Plants of the Chicago Region

One of the herbarium’s important collections vouchers the flora of the Chicago region. The region consists of 24 counties, five in Wisconsin, seven in Indiana, one in Michigan, and 11 in Illinois.

More than 2,500 taxa are recorded from this area and have representatives in the herbarium from each of the counties in which they occur. This herbarium collection is the database for Swink and Wilhelm’s Plants of the Chicago Region (4th edition, 1994). The Arboretum has the most complete collection of dried plants for this rich and diverse flora, which are included in vPlants, a virtual herbarium of Chicago-region plants.

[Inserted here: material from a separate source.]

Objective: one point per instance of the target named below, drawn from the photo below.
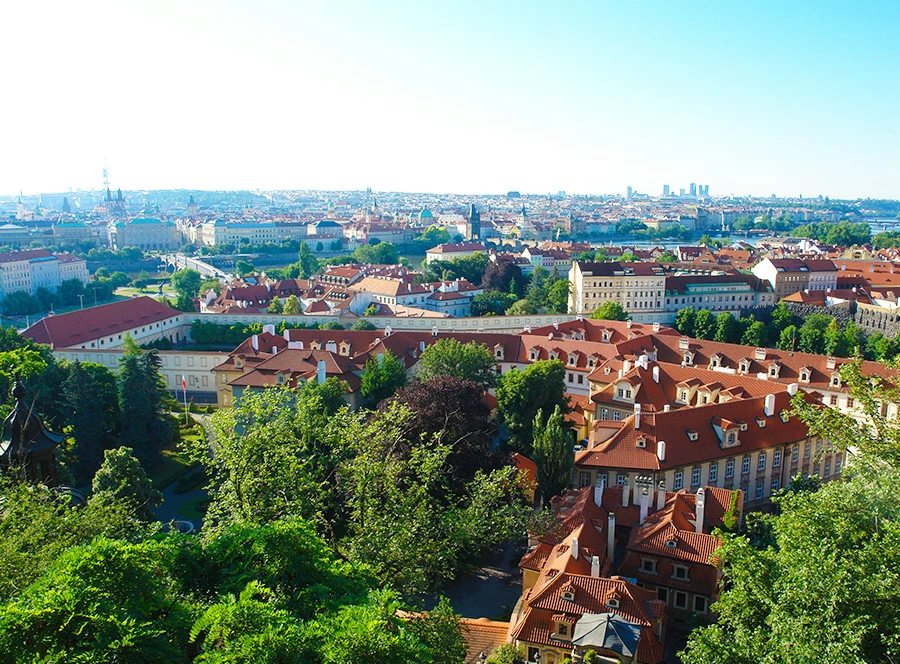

The Arboretum’s herbarium contains several other important collections:

  • More than 20,000 specimens collected by Erwin Evert, author of Vascular Plants of the Greater Yellowstone Area, from the area of Yellowstone National Park and the surrounding mountains in Wyoming, Montana, and Idaho.
  • Most of the collection of Gerould Wilhelm, author of Plants of the Pensacola Region, from the western panhandle of Florida and southern counties in Alabama.
  • A portion of the plants collected in the early 1900s by E. J. Palmer, noted collector and botanist.
  • The vouchers of the genus Vauquelinia on which William J. Hess based a monograph.
  • Vouchers of the genera Nolina and southwestern Yucca that William J. Hess studied for the Flora of North America project.
  • The vouchers of the plants collected in the United States for the National Cancer Institute’s program to test plants for anti-AIDS and anti-cancer properties.